Global Warming 'Pause' to Last Another Decade
After constant claims that the earth had but "ten years left" before global warming would destroy us all, temperatures suddenly stopped rising in the 1990s. Now, scientists say that the "pause" in rising temperatures might last another ten years.
The newest reason scientists think that temperatures are not rising as fast as predicted is that the Atlantic and Southern Oceans are storing the heat deep below their surfaces.
This is one of nearly a dozen theories offered by scientists to explain why climate predictions have been off for more than a decade. Scientists, though, have warned that focus on this "pause" or "hiatus" in rising temperatures is a "distraction" from what they consider the inevitable fact that the earth is still warming.
The new theory published in the Science journal this month claims that ocean currents have swept the warmer ocean waters deep into their depths, thereby stopping the heat from being released into the atmosphere.
The theory goes on to state that the heat can be stored for up to 30 years, causing cooler surface temperatures. In fact, theorists now claim that these ocean currents have been storing warming temperatures deep in the ocean for some time, even counteracting the effects of man-made global warming.
But this won't last forever, scientists warn.
"When the internal variability that is responsible for the current hiatus switches sign, as it inevitably will, another episode of accelerated global warming should ensue," they claim.
The scientists say that once these ocean currents stop storing the heat, the earth will find a new era of rapidly increasing temperatures.

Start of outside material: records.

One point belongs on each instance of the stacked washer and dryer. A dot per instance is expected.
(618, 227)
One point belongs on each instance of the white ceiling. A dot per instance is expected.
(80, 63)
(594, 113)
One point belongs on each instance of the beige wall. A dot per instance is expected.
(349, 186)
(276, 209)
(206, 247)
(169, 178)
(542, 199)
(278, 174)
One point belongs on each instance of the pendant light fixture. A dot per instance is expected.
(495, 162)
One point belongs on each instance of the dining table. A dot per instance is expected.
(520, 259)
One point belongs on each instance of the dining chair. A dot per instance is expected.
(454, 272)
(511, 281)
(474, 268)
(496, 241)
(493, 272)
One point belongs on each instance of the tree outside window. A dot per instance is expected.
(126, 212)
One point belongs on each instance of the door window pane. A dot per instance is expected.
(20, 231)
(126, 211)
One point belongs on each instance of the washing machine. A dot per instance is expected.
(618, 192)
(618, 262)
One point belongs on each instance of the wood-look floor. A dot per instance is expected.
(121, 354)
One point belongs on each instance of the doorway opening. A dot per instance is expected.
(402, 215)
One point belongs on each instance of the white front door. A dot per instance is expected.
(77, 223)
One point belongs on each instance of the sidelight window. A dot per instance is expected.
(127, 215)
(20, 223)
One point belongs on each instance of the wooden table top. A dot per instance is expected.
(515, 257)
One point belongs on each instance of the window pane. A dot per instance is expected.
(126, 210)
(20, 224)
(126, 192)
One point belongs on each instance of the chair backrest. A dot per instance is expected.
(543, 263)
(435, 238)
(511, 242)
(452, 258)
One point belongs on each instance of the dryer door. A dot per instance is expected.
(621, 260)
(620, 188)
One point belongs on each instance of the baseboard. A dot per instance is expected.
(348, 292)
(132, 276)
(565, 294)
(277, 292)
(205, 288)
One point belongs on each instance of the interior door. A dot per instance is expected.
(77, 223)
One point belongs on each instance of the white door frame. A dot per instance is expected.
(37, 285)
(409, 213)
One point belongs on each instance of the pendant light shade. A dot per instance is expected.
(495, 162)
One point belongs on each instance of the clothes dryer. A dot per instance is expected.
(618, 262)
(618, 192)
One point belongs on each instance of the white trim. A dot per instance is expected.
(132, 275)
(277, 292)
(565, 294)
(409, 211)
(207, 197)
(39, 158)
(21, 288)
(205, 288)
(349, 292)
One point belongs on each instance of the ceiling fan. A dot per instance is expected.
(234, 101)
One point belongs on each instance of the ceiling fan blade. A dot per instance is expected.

This study shows that the "pause" in raising temperatures is ultimately meaningless, says Piers Forster, professor of climate change at the University of Leeds. Forster believes this newest theory is "another nail in the coffin of the idea that the hiatus is evidence that our projections of long term climate change need revising down."
"Variability in the ocean will not affect long-term climate trends but may mean we have a period of accelerated warming to look forward to," states Piers.
Still, theories abound about global warming, or the current lack thereof. Greenpeace co-founder Patrick Moore, for one, states that there is no scientific proof for the theory at all.
But theories about the so-called warming hiatus abound, as well. One recent theory posited that the Pacific winds were the culprit for slowing global warming.